U.S. Supreme Court Orders Reconsideration of “Vindictive Prosecution” in Virginia Capital Case

The U.S. Supreme Court has ordered the Virginia Supreme Court to address a claim brought by former death-row prisoner Justin Wolfe (pictured) that prosecutors had engaged in unconstitutional vindictive prosecution against him after federal courts had found that his conviction and death sentence had been obtained through egregious prosecutorial misconduct. The Virginia Supreme Court had ruled that Wolfe’s guilty plea to the enhanced charges brought against him after his first conviction was overturned barred him from challenging the prosecutors’ conduct. In a two-sentence order on January 7, 2019, the Supreme Court granted Wolfe’s petition to review his case, summarily reversed the state court decision, and directed the Virginia Supreme Court to consider Wolfe’s vindictive prosecution claim.

Wolfe was convicted and sentenced to death in 2002 on charges that he had hired Owen Barber to kill Daniel Petrole, Jr. His conviction was overturned in 2011 when U.S. District Court Judge Raymond A. Jackson found that the prosecution had intentionally withheld exculpatory evidence, threatened a witness with the death penalty if he did not testify against Wolfe, and presented false testimony to the jury. Judge Jackson described the prosecutorial and police misconduct in the case as “abhorrent to the judicial process.” Barber, the admitted triggerman and the state’s key witness against Wolfe, had recanted his testimony in 2005. He said, “The prosecution and my own defense attorney placed me in a position in which I felt that I had to choose between falsely testifying against Justin or dying.” Prosecutors had in their possession, but withheld from the defense, a police report documenting that a detective had suggested to Barber that he implicate Wolfe in the murder or face execution, as well as information that Barber had confessed to his roommate that he had acted alone in committing the murder. The prosecution attempted to justify its conduct by saying it had withheld the evidence to avoid providing Wolfe with information that could be used “to fabricate a defense.”

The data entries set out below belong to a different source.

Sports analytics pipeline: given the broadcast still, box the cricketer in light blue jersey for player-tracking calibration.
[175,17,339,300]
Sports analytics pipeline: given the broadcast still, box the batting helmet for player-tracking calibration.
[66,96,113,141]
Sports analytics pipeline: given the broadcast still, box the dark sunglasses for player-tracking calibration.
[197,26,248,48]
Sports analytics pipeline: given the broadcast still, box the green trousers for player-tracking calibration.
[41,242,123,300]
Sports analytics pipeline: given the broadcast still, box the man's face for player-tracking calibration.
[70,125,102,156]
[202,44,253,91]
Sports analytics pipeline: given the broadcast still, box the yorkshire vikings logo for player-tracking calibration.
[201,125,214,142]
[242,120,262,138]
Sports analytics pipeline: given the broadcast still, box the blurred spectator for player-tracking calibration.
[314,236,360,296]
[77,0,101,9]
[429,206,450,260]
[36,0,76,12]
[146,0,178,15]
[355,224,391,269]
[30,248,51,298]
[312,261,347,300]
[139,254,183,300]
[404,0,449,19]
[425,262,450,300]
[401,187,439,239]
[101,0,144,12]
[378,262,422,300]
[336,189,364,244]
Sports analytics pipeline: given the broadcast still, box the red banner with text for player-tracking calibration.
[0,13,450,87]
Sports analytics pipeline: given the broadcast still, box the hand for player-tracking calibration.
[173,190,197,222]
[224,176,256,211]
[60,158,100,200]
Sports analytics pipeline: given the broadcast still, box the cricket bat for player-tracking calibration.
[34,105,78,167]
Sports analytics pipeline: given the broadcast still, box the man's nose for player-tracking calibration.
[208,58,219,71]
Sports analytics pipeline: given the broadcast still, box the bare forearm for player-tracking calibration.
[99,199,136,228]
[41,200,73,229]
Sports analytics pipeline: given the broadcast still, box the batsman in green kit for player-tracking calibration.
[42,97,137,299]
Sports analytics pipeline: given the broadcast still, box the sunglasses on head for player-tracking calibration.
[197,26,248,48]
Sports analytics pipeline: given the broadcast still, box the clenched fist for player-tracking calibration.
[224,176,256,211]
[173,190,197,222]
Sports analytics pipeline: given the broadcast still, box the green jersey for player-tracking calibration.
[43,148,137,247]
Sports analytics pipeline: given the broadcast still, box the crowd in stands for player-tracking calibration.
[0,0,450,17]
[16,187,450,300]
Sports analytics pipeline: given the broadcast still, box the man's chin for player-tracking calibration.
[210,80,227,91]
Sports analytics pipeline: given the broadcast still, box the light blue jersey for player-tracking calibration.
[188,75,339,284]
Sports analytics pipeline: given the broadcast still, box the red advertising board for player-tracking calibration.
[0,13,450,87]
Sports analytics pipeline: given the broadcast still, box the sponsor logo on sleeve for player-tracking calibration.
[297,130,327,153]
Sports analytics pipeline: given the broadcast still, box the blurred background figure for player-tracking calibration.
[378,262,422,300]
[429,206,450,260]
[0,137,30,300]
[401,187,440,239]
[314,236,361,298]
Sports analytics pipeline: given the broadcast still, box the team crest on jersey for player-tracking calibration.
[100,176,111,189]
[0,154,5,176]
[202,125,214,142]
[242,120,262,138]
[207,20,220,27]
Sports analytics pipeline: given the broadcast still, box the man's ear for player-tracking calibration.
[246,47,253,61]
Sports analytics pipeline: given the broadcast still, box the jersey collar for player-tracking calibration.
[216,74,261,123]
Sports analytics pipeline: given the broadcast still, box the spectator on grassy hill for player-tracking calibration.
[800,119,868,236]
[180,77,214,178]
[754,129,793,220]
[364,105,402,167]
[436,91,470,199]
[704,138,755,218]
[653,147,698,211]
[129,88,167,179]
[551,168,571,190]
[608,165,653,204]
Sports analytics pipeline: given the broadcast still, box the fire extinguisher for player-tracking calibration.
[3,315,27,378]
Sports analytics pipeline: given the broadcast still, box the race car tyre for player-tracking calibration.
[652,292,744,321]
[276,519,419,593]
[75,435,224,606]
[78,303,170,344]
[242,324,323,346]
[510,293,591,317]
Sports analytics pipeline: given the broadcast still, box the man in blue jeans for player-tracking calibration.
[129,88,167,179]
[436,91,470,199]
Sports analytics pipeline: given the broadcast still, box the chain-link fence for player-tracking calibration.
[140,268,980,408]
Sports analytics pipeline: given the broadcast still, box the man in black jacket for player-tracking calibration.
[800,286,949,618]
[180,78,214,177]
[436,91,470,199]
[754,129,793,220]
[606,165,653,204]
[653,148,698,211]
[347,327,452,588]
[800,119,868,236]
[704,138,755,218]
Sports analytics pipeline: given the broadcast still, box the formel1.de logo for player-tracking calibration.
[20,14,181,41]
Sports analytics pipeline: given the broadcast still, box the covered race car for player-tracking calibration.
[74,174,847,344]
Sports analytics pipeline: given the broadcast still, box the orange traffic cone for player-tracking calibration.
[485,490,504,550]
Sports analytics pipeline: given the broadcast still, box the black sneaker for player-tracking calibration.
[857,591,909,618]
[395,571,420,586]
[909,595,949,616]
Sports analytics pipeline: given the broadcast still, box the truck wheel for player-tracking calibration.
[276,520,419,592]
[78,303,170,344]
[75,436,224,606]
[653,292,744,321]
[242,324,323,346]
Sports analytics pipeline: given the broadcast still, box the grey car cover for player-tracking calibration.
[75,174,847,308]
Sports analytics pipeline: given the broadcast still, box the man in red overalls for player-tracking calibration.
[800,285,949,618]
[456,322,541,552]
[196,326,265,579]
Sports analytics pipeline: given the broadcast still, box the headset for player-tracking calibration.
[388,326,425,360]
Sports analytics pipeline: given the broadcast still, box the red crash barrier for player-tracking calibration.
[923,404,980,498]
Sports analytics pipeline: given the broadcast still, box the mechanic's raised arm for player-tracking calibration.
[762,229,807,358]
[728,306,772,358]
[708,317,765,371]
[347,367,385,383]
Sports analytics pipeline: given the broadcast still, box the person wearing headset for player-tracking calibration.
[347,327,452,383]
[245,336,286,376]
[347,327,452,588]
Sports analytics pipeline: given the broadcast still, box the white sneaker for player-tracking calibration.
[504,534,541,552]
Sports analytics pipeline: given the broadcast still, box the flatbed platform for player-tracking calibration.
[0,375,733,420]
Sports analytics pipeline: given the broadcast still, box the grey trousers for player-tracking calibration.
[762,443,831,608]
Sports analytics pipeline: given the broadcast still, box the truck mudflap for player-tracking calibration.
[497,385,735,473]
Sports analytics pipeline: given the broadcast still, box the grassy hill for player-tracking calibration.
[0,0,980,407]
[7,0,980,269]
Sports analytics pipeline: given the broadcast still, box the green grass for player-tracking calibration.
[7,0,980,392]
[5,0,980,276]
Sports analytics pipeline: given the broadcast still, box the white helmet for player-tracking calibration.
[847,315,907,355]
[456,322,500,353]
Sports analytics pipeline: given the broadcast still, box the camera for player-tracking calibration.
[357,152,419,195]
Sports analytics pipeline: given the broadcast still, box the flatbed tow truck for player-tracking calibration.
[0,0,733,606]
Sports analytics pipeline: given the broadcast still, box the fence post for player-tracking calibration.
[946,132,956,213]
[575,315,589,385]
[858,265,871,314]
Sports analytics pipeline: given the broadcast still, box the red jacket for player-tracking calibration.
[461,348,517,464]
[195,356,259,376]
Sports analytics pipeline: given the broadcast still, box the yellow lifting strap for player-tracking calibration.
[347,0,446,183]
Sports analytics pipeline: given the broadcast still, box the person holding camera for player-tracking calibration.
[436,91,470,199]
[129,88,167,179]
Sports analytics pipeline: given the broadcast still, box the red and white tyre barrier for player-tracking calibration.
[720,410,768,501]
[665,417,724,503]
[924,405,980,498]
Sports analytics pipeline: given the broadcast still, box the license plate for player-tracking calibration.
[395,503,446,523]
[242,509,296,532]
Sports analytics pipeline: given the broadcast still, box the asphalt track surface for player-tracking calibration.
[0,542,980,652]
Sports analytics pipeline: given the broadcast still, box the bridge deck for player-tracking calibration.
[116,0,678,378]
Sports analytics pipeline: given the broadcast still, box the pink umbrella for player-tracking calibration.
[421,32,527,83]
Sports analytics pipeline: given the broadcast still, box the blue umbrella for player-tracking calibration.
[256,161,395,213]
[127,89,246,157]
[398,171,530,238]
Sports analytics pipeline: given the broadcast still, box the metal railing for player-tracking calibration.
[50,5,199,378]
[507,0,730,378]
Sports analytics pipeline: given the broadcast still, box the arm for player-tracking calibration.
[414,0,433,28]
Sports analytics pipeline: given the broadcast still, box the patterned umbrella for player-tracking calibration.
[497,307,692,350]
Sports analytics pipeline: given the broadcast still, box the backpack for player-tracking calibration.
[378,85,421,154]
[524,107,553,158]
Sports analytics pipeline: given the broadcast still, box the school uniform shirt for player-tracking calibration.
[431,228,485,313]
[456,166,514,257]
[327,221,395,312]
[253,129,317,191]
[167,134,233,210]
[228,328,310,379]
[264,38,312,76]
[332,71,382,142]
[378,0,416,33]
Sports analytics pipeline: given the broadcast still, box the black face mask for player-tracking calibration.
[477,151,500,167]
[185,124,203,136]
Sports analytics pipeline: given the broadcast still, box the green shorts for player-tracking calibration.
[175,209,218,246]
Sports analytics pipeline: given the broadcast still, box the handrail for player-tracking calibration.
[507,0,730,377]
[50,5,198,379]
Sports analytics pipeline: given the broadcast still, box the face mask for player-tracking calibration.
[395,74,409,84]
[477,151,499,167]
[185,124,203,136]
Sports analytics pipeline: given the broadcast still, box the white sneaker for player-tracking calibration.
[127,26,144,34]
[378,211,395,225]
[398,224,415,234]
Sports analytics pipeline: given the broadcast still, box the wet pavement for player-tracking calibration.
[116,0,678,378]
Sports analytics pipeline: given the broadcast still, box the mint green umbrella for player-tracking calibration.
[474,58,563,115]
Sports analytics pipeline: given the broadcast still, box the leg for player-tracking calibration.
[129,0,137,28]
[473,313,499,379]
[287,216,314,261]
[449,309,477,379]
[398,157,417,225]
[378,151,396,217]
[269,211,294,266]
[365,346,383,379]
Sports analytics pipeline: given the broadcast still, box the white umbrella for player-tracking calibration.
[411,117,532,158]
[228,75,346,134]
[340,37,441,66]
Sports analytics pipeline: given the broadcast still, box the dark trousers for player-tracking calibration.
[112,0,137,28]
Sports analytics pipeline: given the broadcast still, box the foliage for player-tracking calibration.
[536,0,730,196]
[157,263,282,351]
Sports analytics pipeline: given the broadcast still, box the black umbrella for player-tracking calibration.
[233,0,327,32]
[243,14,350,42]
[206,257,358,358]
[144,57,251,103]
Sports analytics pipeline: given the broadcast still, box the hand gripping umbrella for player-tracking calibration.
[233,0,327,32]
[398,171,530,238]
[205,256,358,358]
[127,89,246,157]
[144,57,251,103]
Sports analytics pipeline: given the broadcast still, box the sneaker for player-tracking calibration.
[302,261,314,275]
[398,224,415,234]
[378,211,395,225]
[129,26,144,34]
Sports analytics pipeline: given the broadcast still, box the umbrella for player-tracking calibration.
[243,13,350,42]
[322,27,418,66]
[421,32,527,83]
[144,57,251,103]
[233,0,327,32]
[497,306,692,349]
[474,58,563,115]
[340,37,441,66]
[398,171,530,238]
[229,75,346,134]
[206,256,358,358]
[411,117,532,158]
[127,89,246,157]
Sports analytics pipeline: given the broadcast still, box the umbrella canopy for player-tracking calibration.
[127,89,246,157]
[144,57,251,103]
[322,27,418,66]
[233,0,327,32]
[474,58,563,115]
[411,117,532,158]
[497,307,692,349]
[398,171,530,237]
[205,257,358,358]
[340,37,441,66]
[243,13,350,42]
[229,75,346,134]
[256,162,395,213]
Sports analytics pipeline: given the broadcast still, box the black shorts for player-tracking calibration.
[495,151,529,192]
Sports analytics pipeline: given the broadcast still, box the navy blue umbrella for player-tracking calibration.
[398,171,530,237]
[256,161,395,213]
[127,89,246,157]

In 2012, Judge Jackson ordered Virginia to release Wolfe and barred a retrial, saying that a prosecution visit to Barber in 2012 in which it again threatened him with the death penalty if he did not cooperate showed "the same subtle but unmistakable coercion" as earlier efforts to induce his testimony. Six months later, the U.S. Court of Appeals for the Fourth Circuit reversed the District Court’s ruling and allowed the state to retry Wolfe. Prosecutors not only sought to retry Wolfe, but added six new charges. Rather than face the possibility of another death sentence, Wolfe agreed to a plea deal. He pled guilty and was sentenced to 83 years in prison, with 42 years suspended. He attempted to appeal the validity of the plea “in light of the Commonwealth’s vindictive prosecution,” but the Virginia Supreme Court on February 5, 2018 refused his petition for appeal. He sought review in the U.S. Supreme Court, arguing that his appeal should be allowed under its 2018 decision in Class v. United States, which held that “‘a plea of guilty to a charge does not waive a claim that—judged on its face—the charge is one which the State may not constitutionally prosecute.’” The Supreme Court reversed the Virginia Supreme Court’s ruling and sent the case back for further consideration in light of Class.